Publié le 06 septembre 2008 par Juan


70 semaines déjà depuis l'élection de Nicolas Sarkozy à la présidence de la République.
70 semaines et Nicolas Sarkozy s'est révélé exemplaire de ce qu'il est, de ce qu'il fait.
Quand Nicolas Sarkozy négocie avec Poutine
Il serait facile, aisé, discutable d'attribuer au président français l'échec de la crise russo-géorgienne: la Géorgie attaque (défensivement ?) son gros voisin russe, un 7 août. Ce dernier riposte par salves, d'abord en envahissant l'encombrant voisin, puis en reconnaissant la déclaration d'indépendance des séparatistes pro-russes de deux provinces géorgiennes. Depuis le 1er jour de cette crise, la réaction de Nicolas Sarkozy est conforme au personnage: rapide, impulsive, maladroite. Ainsi, le lendemain de l'attaque géorgienne, il se fait photographier avec un Poutine souriant embrassant son propre fils Louis. Il se précipite le 12 août à Moscou pour claironner la conclusion d'un accord de paix devant les caméras de télévision. Mais on apprend 4 jours plus tard qu'il avait cédé l'occupation russe du territoire géorgien, à l'exception des zones urbaines. Le couple Medvedev-Poutine continue sa provocation. Sarkozy convoque alors un Conseil Européen extra-ordinaire, lundi dernier, pour convaincre les plus réticents de laisser deux mois supplémentaires à la Russie pour se retirer totalement de Géorgie. Les autres chefs d'Etat acceptent, mais à condition de venir avec l'agité président français lundi prochain à Moscou pour porter ces doléances.

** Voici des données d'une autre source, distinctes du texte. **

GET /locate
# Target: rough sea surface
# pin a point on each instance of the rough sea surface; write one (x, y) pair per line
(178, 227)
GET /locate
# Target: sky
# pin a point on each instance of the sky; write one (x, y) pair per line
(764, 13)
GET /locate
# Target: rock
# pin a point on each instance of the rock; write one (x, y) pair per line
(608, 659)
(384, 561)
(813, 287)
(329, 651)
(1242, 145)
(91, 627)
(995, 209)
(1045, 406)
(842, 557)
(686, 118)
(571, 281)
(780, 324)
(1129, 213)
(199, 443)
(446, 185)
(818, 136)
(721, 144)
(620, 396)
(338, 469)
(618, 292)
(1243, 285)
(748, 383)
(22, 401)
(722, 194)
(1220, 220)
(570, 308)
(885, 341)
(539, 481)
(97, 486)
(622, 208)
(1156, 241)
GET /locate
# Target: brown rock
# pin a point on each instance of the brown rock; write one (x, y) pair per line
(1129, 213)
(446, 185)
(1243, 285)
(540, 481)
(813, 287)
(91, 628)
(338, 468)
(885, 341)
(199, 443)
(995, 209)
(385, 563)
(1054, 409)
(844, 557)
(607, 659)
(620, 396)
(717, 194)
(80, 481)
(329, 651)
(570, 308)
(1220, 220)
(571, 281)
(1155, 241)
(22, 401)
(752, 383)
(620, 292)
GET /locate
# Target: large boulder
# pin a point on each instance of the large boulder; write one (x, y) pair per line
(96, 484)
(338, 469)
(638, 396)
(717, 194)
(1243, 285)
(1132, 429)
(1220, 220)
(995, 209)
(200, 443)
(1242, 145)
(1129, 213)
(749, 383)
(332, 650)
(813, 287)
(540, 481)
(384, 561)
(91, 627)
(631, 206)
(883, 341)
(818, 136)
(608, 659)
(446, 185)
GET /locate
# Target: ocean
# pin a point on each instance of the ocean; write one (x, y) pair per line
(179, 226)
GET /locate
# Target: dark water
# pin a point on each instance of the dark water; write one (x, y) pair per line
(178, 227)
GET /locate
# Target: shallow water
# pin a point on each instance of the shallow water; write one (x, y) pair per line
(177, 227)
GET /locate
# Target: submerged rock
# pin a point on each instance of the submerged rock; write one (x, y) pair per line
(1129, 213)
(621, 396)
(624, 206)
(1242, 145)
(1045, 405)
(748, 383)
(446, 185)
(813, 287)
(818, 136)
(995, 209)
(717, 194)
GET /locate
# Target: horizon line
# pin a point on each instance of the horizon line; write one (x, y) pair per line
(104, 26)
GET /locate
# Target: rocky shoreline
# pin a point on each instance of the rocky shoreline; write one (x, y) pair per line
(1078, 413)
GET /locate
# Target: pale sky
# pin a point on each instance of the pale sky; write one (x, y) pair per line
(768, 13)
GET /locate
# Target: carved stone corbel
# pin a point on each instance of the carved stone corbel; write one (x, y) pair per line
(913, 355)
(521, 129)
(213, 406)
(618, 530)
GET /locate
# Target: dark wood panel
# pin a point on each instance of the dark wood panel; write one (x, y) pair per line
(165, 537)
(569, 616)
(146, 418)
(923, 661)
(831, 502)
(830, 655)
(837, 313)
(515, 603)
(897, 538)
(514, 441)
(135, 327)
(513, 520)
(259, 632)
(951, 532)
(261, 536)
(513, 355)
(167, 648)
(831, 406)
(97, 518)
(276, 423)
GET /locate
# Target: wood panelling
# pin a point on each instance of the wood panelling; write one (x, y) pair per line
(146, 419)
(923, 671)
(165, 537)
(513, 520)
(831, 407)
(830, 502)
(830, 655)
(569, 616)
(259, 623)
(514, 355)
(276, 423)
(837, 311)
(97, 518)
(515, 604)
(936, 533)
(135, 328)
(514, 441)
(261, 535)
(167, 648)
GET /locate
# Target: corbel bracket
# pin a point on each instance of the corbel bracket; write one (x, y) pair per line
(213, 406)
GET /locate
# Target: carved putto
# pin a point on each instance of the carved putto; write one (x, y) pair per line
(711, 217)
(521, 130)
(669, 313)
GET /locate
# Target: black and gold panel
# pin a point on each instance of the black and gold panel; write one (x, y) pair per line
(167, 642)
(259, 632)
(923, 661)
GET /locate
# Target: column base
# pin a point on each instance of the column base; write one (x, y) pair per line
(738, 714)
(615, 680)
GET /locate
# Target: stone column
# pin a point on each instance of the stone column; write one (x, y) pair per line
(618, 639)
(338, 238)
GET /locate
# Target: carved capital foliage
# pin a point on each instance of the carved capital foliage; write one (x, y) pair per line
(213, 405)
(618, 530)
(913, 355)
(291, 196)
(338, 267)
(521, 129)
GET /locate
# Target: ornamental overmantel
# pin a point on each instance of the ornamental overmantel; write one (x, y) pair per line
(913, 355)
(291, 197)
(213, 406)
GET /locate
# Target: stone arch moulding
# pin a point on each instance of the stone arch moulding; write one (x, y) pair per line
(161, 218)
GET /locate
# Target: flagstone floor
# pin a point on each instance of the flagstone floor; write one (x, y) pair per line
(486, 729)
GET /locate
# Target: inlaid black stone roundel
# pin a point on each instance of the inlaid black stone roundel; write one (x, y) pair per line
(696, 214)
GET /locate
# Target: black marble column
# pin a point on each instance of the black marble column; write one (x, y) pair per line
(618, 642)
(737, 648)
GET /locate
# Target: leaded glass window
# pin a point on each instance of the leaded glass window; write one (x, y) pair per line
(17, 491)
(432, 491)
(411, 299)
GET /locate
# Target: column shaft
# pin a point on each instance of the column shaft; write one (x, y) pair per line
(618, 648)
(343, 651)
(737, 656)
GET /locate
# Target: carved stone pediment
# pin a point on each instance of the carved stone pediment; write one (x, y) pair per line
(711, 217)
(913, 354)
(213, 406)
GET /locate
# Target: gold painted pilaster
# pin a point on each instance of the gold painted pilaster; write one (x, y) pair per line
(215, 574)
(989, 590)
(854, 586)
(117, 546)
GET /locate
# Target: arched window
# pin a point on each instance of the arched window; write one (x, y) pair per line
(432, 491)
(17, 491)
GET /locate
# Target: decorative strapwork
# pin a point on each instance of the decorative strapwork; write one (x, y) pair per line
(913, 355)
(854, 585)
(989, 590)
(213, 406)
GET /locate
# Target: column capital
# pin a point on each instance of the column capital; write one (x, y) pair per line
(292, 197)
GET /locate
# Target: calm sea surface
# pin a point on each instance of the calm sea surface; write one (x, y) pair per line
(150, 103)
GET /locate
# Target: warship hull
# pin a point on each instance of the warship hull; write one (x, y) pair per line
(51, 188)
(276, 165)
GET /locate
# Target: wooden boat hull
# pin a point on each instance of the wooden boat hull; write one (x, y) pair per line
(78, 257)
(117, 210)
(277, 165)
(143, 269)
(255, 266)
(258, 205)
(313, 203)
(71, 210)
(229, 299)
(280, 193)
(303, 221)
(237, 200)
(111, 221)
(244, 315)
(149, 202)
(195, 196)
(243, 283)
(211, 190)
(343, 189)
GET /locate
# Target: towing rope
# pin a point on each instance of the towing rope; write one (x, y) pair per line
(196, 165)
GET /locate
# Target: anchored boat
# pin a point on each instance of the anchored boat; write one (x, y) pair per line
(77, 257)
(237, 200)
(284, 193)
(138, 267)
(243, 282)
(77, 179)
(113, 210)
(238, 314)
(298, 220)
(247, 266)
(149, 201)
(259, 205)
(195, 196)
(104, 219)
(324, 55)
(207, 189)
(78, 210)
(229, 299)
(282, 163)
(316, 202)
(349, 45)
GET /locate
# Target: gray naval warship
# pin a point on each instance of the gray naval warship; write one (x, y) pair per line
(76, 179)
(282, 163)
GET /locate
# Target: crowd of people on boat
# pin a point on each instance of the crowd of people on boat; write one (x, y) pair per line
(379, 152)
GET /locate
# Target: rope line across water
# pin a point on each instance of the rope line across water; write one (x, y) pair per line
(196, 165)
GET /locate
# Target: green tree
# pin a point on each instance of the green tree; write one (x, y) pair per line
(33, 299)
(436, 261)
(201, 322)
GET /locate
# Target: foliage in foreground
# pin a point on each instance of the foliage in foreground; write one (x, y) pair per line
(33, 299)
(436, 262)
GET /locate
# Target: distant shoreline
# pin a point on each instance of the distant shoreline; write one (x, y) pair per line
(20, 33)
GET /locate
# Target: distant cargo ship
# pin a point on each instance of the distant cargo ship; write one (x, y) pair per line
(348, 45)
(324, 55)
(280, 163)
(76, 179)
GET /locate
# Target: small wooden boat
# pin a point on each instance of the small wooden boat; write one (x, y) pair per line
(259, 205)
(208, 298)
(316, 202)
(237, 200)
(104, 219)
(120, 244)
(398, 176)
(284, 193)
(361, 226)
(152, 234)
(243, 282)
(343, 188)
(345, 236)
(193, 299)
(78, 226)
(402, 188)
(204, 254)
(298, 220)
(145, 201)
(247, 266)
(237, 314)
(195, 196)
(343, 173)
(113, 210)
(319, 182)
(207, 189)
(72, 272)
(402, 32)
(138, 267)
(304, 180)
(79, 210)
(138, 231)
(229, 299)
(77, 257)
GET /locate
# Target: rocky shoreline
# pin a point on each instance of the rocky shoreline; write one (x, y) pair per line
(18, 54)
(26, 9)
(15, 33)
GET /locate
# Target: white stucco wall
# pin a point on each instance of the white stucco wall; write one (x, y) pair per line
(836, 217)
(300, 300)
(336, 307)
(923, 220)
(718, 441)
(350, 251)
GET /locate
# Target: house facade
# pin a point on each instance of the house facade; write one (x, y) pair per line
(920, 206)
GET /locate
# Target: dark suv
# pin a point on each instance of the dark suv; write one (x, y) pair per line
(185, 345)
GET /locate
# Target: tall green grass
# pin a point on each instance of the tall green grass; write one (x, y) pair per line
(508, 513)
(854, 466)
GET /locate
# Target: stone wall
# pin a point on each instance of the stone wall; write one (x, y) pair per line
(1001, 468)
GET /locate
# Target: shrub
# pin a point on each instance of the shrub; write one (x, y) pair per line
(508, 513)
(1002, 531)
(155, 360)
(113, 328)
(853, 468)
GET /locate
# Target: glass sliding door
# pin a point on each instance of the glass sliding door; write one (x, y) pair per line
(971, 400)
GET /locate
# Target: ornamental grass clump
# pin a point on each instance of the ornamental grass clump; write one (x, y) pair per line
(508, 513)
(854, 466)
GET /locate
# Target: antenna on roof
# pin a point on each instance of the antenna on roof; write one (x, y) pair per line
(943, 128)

Agitation et fanfaronades ? Après le drame afghan, certains commentateurs y vu une "présidentialisation" accélérée de Nicolas Sarkozy (n'est-ce pas Christophe Barbier ?). "70 semaines après une élection, c'est pas trop tôt !" pourrait-on s'exclamer si l'on croyait à l'argument...
Quand Nicolas Sarkozy veut casser la gauche.
Il y a 10 jours, on a cru retrouver l'habile politicien, apte à cliver le paysage politique, dérouter la droite en prenant la gauche à défaut. Il annonce "sa" réforme sociale, le Revenu de Solidarité Active. Mais les critiques contre les failles du RSA se préparent, de la trappe à précarité au prétexte social d'une politique difficile. La "majorité présidentielle" (*) s'énerve, et attaque . Puis le coup de grâce arrive : François Fillon avoue que la nouvelle taxe sur certains revenus du capital ne concernera que les classes moyennes, bouclier fiscal oblige. Martin Hirsch avait d'autres idées. Et Christine "Lagaffe" Lagarde crache le morceau en début de semaine (Réformer l'ISF ? «C'est une possibilité. On en débattra sans doute pendant la discussion budgétaire»), aussitôt contre-dite par son propre premier ministre. Vous souvenez-nous de mesures majeures, prometteuses de consensus national, aussi rapidement sabotées ?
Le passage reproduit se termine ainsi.